Les chapitres qui suivent considèrent certains documents dans leur ensemble, soit les évangiles canoniques, le document Q, certains évangiles apocryphes tels que Pierre, Egerton, Thomas et le «Marc secret». Ces chapitres constituent de bonnes introductions au problème du texte des évangiles et de la disparité entre les récits évangéliques. Les documents extra-canoniques sont présentés sous l'aspect de leurs origines, de leur contenu, de leur orientation théologique et de leur valeur historique concernant Jésus et les premières communautés chrétiennes. Stanton a ici le grand mérite de combiner une présentation claire et simple avec un bon sens des nuances. Une seule exception toutefois est la conclusion de son chapitre sur le texte des évangiles (chapitre IV): «nous pouvons être sûrs que nous avons accès au texte grec écrit par les évangélistes» (p. 67). Une telle conclusion peut être justifiable lorsqu'il s'agit de rassurer les lecteurs sur la fidélité générale des manuscrits évangéliques à leurs originaux, mais excessive en ce sens qu'il peut arriver, dans certains passages, que nous ne soyons pas du tout sûrs d'avoir choisi la leçon originale dans nos éditions modernes.

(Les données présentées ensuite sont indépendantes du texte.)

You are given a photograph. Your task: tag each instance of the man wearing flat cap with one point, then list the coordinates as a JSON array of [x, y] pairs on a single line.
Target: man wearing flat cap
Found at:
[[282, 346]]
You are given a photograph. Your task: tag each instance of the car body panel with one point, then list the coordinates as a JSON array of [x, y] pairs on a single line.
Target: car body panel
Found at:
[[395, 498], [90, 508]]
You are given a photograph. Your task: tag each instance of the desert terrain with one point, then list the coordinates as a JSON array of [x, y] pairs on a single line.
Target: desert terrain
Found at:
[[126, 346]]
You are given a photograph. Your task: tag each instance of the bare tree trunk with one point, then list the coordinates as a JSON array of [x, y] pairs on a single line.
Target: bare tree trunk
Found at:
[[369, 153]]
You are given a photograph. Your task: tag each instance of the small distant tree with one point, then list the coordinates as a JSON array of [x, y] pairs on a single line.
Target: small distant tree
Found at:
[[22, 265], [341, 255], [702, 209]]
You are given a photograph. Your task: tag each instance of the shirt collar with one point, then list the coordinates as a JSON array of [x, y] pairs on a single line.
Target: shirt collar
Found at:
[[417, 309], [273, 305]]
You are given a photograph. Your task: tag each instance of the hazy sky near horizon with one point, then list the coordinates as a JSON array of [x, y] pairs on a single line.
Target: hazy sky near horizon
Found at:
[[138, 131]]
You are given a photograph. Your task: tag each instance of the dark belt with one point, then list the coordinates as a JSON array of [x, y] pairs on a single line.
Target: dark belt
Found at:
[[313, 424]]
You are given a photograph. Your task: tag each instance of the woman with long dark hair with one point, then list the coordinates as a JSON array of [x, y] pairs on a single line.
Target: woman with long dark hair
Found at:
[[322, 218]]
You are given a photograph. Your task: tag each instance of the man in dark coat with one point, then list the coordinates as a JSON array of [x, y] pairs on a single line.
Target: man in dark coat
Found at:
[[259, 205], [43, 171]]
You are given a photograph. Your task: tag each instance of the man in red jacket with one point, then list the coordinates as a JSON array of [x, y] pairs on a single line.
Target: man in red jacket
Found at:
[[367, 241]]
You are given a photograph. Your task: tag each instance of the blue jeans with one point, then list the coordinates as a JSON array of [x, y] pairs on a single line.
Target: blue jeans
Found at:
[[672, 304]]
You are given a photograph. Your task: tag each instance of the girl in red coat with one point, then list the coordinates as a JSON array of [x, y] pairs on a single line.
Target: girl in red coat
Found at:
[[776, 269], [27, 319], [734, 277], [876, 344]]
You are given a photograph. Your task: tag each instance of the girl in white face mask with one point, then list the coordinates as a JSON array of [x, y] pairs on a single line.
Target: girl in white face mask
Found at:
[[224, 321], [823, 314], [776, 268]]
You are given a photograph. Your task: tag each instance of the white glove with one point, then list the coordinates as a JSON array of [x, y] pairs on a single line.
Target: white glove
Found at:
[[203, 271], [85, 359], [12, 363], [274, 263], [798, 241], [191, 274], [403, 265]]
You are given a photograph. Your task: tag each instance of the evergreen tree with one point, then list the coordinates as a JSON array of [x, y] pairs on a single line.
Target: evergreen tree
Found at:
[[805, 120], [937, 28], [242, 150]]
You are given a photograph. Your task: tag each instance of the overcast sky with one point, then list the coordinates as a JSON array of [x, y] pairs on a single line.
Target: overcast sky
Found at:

Enfin, les comparaisons entre les passages imprimées dans diverses éditions anglophones de la Bible (par exemple, AV, REB, NRSV, etc.) risquent d'éveiller peu d'intérêt chez le lecteur francophone non familier avec ces différentes traductions.

Le chapitre charnière sur la contribution de l'archéologie rappelle le changement qui s'est effectué concernant la conception des rapports entre archéologie et études bibliques. Alors qu'autrefois, on demandait à l'archéologie biblique de venir confirmer les résultats des études littéraires et théologiques sur les évangiles, on préfère maintenant dialoguer avec cette discipline, particulièrement sur ce qu'elle peut nous permettre de connaître du monde social ayant servi de matrice à la littérature du Nouveau Testament. L'auteur énumère et explique l'importance de sites archéologiques tels que Séphoris, Capharnaüm et le quartier hérodien de Jérusalem. Il décrit de façon nuancée en quoi consistent la soi-disant tombe de Caïphe découverte en 1990, l'ossuaire de Jérusalem et le suaire de Turin.

La seconde partie constituée des chapitres neuf à seize examine successivement les témoignages extra-canoniques sur Jésus, les témoignages canoniques, les témoignages de ses opposants, tant dans les évangiles que dans d'autres écrits de l'Antiquité, les relations de Jésus et de Jean le Baptiste ainsi que le type de messianisme de Jésus. L'auteur en profite également pour introduire les principes de la recherche sur le Jésus historique et pour expliquer la subjectivité inhérente à ce type de recherche.

En dépit de certains relents d'apologétique, Stanton fait beaucoup d'efforts pour présenter de façon objective les diverses positions concernant chaque question traitée. Cette qualité, ainsi que la présentation remarquablement claire et simple, sans pourtant être simpliste, font de Parole d'évangile un ouvrage pouvant être utilisé avec beaucoup de profit dans des cours d'introduction au christianisme ancien. Signalons enfin le travail de Jean Prignaud dont la traduction réussit à faire oublier que la langue originale de l'ouvrage n'est pas le français.